Für ZF bildet die Genehmigung einen von zwei entscheidenden Schritten, um die Übernahme der Hansen Transmissions abzuschließen. "Wir müssen jetzt die geforderte Übernahmequote von 95 Prozent an Hansen erreichen", sagt Andreas Veil, Sprecher der ZF Friedrichshafen AG. Am 5. Oktober endet die zweite Annahmefrist, zu der ZF seinen Aktienanteil auf die geforderten 95 Prozent ausbauen will. Das Unternehmen ist zuversichtlich die verbleibenden Anteile - am 19. September hielt es bereits über 87 Prozent - schnell einholen zu können, nachdem die Übernahme-Genehmigung nun erteilt wurde. Sobald dem Unternehmen nur noch fünf Prozent zum Gesamtbesitz fehlen, dürfe es die verbleibenden Minderheitsaktionäre innerhalb einer zweiwöchigen Frist ausschließen (aktienrechtlicher Squeeze-Out). "Wir sind guter Dinge, die Übernahme bis ende November zum Abschluss zu bringen", sagt Veil.
Hansens größte Aktionäre, der indische Turbinenhersteller Suzlon und das britische Investmentunternehmen Ecofin hatten das Übernahmeangebot von ZF bereits Ende Juli angenommen und ihre Anteile von knapp 40 Prozent an das Friedrichshafener Unternehmen veräußert. Den Kaufpreis für Hansen Transmissions setzte ZF auf insgesamt 444,8 Millionen britische Pfund (entspricht 516 Millionen Euro).
Eigenes Werk startet 2012
ZF hat erst 2010 mit einem Vertrag über den Bau von Getrieben für das US-Geschäft des Weltmarktführers Vestas den Zulieferermarkt der Windbranche betreten und will das Geschäftsfeld mit Hansen nun stark erweitern. „Hansen passt mit einer Fertigung in Belgien regional sehr gut in unser Vorhaben“, sagt Unternehmenssprecher Andreas Veil. Mit der Produktion in Belgien könne man den europäischen Markt gut bedienen und zudem durch bestehende Werke Hansens in China und Indien am asiatischen Geschäft teilhaben. Mit dem für 2012 geplanten Produktionsstart im ersten eigenen Werk ZFs in Gainesville, im US-Bundesstaat Florida, wäre das Unternehmen in allen drei Kernmärkten vertreten. Ende September wurde die Produktionsstätte in Gainesville eröffnet. Im nächsten Jahr will ZF dort bis zu 500 Zwei-Megawatt-Getriebe für Vestas fertigen. 2013 soll das Werk seine vollständige Produktionskapazität von 1000 Getrieben jährlich erreichen und 250 Arbeitsplätze bieten.
„Der Ausbau des Windbereichs war eine wichtige strategische Überlegung.
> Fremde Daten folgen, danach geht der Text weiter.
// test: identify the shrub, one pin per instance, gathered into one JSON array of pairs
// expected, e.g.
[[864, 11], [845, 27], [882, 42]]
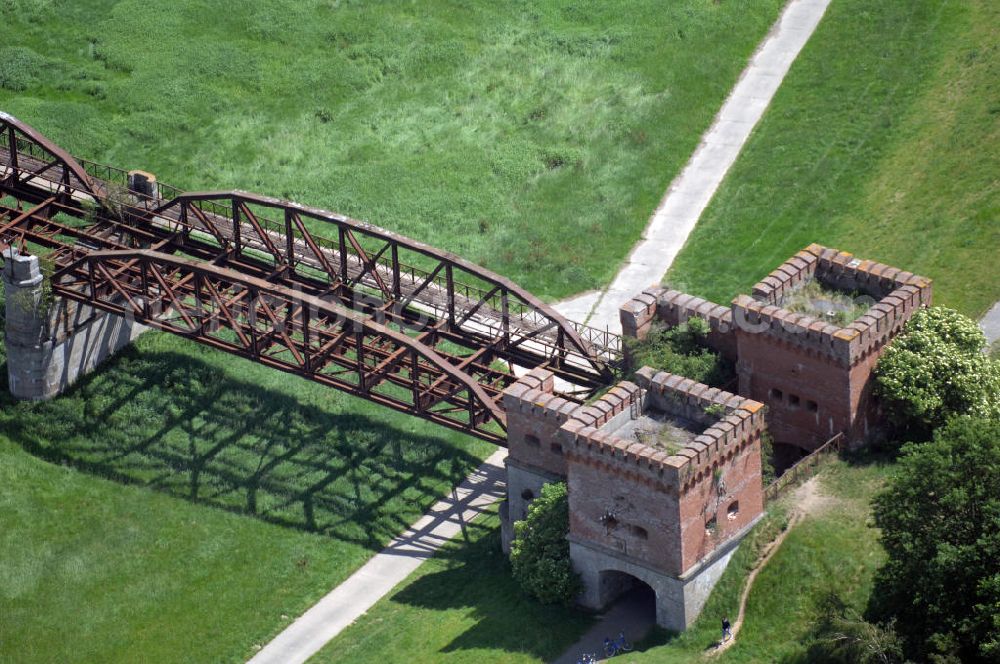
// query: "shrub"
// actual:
[[940, 519], [681, 350], [842, 636], [539, 554]]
Wir sehen zwar steigenden Konkurrenzdruck zwischen Unternehmen und auch Technologien, aber bisher hält kaum ein Getriebe die geforderten 20 Jahre. Wir wollen diese Barriere überwinden", sagt Veil. Das nötige Wissen in der Windbranche sammelt ZF mit seinem Servicebereich seit vier Jahren. Mit bald fünf Niederlassungen in Europa, Amerika und Asien zur Wartung und Reparatur von Windgetrieben hofft das Unternehmen auch auf einen Vertrauensvorschuss für den Verkauf seiner Windgetriebe.
Als Getriebezulieferer von Vestas, Gamesa, Siemens und Suzlon hatte sich Hansen laut einer Studie des dänischen Marktanalyseunternehmens BTM Consult zum zweitgrößten Getriebezulieferer der Welt entwickelt – mit Produktionskapazitäten die Anfang 2010 für 7,3 Gigawatt Windleistung ausreichen sollten. 2012 sollte diese Leistung auf 14 Gigawatt klettern und um Getriebe für den chinesischen Hersteller Sinovel erweitert werden. Im letzten Geschäftsjahr hatte Hansen Transmissions mit Umsatzrückgängen von knapp 550 auf 379 Millionen Euro zu kämpfen. Gründe hierfür sahen die Belgier laut ihrem Geschäftsbericht (Annual Report 2011) in einem um 370 Megawatt schwächeren Getriebeabsatz von knapp 4,5 Gigawatt sowie geringeren Verkaufspreisen der Getriebe von 92.000 statt ehemals 100.000 Euro pro Megawatt.